Louie Vasilarakos was a manager in the restaurant business in Merrillville when he opened his own doors in the city in 1977, said his son and current owner, Tom Vasilarakos.

Initially, he offered mainly sandwiches on the city’s east side and then had more of a traditional restaurant menu on the west end of the community.

In 1985, Louie’s Café moved to Lincolnway and Madison Street, where it’s been ever since.

Vasilarakos, who worked for his father since he was 15, bought the restaurant from his mother, Denise, after Louie passed away in 2013.

Eventually, Vasilarakos, 60, said he needed a change from working 12 hour shifts, six days a week at the restaurant.

He said none of his children wanted to take over the establishment and he tried selling it but couldn’t find a buyer.

Itching to move on, Vasilarakos said closing became the only choice to begin a new chapter in his life, which began Saturday with marriage to his bride, Diana.

He’s going to pursue other passions, such as a career as a certified personal physical fitness trainer and operating a recording studio for bands to produce their music.

“It’s time to pursue other things and get into something that’s a little less stressful,” he said.

Nick Bernel was a member of the 1997 La Porte High School basketball team when the squad was treated to a spaghetti dinner there before their trip to Indianapolis to play in the state finals.

Bernel, now an architect and restaurant owner in Washington D.C., said he came home to visit his family a few days earlier than he originally planned so he could sit down for a final meal at Louie’s Café before it closed.

“It’s really sad but I’m glad he’s moving on and doing something else with his life,” he said.

Ed Snow and Art Smith had breakfast at Louie’s Café every Monday for the past 15 years and considered the restaurant sort of a home away from home.

“It’s a good place to come in, relax.
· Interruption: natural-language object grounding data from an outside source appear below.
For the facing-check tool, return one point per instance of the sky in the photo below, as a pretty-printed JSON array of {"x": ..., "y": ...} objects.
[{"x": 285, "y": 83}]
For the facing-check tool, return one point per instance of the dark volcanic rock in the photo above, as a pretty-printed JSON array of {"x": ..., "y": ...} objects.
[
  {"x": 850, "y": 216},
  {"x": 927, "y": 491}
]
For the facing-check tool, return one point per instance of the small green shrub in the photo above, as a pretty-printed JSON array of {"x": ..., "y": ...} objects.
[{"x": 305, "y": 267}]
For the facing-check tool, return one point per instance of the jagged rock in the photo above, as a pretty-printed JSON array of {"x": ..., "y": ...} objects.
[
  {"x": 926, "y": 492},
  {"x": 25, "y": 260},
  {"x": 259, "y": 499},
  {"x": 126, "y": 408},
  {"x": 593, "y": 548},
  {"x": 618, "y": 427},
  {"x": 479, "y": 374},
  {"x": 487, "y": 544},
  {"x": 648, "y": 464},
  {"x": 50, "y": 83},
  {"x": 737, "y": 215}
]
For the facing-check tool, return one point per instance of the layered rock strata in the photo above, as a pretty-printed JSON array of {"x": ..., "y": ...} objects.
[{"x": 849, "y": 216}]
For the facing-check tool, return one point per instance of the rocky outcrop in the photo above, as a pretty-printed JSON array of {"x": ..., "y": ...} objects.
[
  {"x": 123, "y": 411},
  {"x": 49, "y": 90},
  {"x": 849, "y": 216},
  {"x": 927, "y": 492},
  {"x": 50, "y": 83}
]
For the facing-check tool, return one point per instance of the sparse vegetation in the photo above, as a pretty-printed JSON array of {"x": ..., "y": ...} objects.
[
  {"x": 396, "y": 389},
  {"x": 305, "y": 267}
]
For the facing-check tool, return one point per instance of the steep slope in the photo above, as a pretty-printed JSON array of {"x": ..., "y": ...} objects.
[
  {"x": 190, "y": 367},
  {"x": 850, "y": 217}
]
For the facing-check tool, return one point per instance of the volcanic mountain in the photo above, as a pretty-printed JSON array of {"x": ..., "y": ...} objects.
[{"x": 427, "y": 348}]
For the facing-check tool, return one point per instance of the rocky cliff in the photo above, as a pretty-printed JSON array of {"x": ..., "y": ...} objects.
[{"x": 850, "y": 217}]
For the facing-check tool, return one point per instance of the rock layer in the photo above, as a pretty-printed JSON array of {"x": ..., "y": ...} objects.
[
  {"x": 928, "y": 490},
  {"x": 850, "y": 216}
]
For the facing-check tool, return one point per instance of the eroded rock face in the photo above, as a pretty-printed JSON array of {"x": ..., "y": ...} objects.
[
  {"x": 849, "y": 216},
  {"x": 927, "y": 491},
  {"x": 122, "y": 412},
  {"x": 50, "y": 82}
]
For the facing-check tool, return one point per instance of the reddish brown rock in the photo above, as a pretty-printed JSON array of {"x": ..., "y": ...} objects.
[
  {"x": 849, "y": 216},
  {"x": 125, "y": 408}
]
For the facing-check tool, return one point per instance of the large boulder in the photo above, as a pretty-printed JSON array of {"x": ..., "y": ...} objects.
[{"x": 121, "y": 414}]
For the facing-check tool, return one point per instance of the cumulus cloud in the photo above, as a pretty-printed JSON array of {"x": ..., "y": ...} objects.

You can joke around and nobody gets offended. It’s family. It’s family. It’s going to be missed,” Snow said.

Mary Choromokos, a waitress at the restaurant for 40 years, fought back tears while serving a number of customers unable to keep themselves from crying.

“Very, very sad. This is home. Great boss. Everybody is great here,” said Patty Metheny, a waitress for 14 years at the restaurant.

Annette Voorhees was a customer for 38 years prior to becoming a waitress there over two years ago.

“I’m happy for them because they get to start a new adventure but I’m very sad about closing down. Very sad,” she said.

Tom Demakas of Chesterton worked 40 years as a cook for his uncle, Louie, and later his cousin,

Tom.

Demakas, 73, said he felt good about being able to retire from what can be a tough yet fun business.

He also felt badly for their customers.

“We’ve been here a long time together. It’s like family. It’s going to be tough leaving but you got to retire sooner or later,” he said.

Vasilarakos said he started realizing today was the final day after reporting for work.

He felt biscuits and gravity will be the menu item most remembered by their customers.

He said the amount of sausage gravy that has to be made is about 30 gallons a week but increased to about 45 gallons a week recently after word spread about the restaurant closing.

“We’ve cooked a lot of meals for our community here and it’s been well appreciated. I couldn’t ask for a better town to get something going in,” he said.